The more I think about the aspects that make the web great, the more I wish they could be applied to video.
Video, in the traditional sense, is dumb. It’s a single-direction, force-fed slop of visual and auditory data that can only really be processed by humans.
When I think about what we’re seeing and therefore visually processing, I think about our ability to identify and provide context to most artifacts we see. We can distinguish between one visual element and another. Our hearing processors can break apart certain sounds and place them in an approximate position in 3D space. And when things in our field of view move we have time and space in play.
Why can’t video be like that? How can we make video intelligible to machines without replicating human-like processors in machines? These questions have been bothering me for a while, so I finally decided to start jotting down some answers and observations.
Video as object markup
Imagine there were layers in a video, each layer could represent ‘objects’ in the video. These objects could be visual, such as the cat object moving towards a laser pointer object.

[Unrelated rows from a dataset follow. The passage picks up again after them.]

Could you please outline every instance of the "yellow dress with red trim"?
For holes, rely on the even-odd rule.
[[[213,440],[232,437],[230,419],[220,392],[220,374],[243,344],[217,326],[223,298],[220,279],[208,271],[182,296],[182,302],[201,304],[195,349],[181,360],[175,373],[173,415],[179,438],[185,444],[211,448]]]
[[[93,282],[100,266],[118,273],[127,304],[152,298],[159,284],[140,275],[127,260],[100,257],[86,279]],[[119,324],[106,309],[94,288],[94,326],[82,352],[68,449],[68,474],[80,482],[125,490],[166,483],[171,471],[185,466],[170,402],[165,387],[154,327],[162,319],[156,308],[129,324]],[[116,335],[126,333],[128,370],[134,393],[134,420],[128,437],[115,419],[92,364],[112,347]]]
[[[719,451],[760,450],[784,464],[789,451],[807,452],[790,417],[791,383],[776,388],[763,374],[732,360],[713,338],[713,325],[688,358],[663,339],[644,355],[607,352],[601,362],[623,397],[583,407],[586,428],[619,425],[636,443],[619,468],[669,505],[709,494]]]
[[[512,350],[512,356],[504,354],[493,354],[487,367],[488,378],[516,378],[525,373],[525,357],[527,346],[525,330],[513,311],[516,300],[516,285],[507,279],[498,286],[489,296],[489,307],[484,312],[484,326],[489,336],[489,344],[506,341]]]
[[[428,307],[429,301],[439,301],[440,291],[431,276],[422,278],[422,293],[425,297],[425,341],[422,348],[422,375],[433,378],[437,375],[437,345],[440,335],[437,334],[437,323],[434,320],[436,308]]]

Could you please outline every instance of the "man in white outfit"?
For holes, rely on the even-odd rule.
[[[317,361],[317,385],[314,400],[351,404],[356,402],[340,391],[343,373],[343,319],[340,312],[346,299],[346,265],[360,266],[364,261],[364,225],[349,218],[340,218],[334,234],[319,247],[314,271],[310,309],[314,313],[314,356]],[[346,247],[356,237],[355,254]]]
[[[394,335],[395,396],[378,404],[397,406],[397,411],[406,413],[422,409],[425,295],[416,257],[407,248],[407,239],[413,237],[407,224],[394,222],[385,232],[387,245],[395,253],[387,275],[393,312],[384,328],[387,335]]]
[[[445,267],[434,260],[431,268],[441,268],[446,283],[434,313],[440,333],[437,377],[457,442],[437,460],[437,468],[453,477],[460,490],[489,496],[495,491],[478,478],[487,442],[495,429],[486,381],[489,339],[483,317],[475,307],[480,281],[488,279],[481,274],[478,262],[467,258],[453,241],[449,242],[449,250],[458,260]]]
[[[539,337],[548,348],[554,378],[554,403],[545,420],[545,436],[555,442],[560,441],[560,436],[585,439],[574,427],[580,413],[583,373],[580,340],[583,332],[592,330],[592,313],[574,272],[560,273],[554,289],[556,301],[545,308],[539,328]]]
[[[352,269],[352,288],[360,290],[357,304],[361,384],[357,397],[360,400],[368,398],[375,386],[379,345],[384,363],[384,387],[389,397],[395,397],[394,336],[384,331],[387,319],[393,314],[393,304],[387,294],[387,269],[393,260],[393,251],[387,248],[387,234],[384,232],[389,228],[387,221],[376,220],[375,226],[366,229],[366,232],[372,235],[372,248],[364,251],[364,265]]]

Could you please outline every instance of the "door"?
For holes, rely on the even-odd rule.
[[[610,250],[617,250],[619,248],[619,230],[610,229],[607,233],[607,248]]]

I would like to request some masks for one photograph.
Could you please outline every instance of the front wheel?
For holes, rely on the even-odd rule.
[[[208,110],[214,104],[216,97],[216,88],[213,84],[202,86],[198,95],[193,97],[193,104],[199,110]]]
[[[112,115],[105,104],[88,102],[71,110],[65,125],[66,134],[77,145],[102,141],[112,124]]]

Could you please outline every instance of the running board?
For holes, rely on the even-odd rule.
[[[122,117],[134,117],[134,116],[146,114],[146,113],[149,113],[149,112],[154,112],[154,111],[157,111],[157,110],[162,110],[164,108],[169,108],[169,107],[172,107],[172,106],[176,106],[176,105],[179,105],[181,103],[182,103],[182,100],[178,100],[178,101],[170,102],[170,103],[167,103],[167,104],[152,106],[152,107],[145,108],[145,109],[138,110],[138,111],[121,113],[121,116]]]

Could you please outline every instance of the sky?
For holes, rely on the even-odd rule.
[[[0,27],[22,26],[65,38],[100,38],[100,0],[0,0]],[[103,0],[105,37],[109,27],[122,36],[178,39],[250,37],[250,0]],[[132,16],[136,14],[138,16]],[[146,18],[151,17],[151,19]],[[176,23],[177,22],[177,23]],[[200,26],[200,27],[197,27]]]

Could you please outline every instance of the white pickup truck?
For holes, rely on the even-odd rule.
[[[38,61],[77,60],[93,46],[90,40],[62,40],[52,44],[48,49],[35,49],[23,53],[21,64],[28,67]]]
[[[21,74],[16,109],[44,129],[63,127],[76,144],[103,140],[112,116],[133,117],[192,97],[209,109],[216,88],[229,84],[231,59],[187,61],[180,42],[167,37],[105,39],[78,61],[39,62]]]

Yet more objects could be, for instance, the sounds in the video, the camera, the environment and location of the shot.
Imagine you could interrogate this video as you would an API.
As a user you could hover over the visual elements, target an object and gain more information about the target.
What about SVG as intelligent video?
(If you can’t see the wikipedia SVG above, upgrade your browser already!)
Image formats and a little magic
Videos are basically the complex blending of still images. But what if we could break up a video into component layers and then animate a set of them? What if these layers could use blended transparency and be overlapped?
Youtube’s recent endeavours in video markup
Youtube has been making great moves towards more intelligent video – we’re seeing annotations, subtitles and simple interactivity but I feel like it’s not there, it’s still a one-way conversation where I’m forced to listen, at a set pace, and therefore not interact with or influence my experience.
What about user controls?
Simple play, pause and skip controls aren’t where we should stop in terms of innovation. Choosing a separate audio stream, playback speed, switching on markup should be all be standard options available to us.
Maybe my hopes are a long way off, but I feel like we’re making progress. Maybe we’ll see Google start indexing videos, providing the lyrics to the songs you watch on Youtube or allowing you to see your search results for your favourite movie quote in the actual movie playback (at just the right marker).